FDA head chosen for Medicare post
February 23, 2004
WASHINGTON - President Bush announced Friday that he will nominate Dr. Mark McClellan, the food and drug commissioner, to run CMS.
If confirmed by the Senate, Mark McClellan faces a huge logistical and political challenge: to provide prescription drug coverage to the elderly while fending off Democratic attacks on the new Medicare law.
While firmly committed to the president's free-market policies, McClellan has shown a knack for working well with members of both parties.
A physician and economist, McClellan has received rave reviews from drug companies for his work as chief of the Food and Drug Administration, a post he assumed in November 2002.
Sen. Edward Kennedy, D-Mass., said McClellan is "a superb choice," The New York Times reported.

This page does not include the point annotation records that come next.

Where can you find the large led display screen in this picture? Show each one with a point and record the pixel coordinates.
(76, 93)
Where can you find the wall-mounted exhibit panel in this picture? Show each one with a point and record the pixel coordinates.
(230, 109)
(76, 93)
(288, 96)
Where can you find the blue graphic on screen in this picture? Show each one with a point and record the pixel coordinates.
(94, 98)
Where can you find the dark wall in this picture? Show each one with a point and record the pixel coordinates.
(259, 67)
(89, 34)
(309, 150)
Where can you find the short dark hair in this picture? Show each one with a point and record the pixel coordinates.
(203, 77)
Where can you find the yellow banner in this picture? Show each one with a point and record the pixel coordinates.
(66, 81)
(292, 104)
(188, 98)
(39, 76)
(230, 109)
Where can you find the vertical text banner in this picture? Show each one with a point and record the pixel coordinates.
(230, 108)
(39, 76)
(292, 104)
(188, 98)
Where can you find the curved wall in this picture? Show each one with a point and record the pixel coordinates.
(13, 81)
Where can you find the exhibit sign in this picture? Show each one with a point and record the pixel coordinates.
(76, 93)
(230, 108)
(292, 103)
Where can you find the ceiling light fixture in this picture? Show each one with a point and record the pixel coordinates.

Sen. Max Baucus of Montana, the senior Democrat on the Senate Finance Committee, which oversees Medicare and Medicaid, said: "McClellan was an expert resource throughout last year's Medicare prescription drug negotiations. I found him to be a straight shooter who doesn't allow politics to get in the way of good policy."
If McClellan is confirmed, his deputy, Dr. Lester Crawford, will become acting FDA commissioner. McLellan will replace Dennis Smith, who has served as acting CMS administrator since Tom Scully resigned in December. Scully now works for the Atlanta-based law firm Alston & Bird.
McClellan is the son of Texas Comptroller Carole Keeton Strayhorn and the brother of White House press secretary Scott McClellan.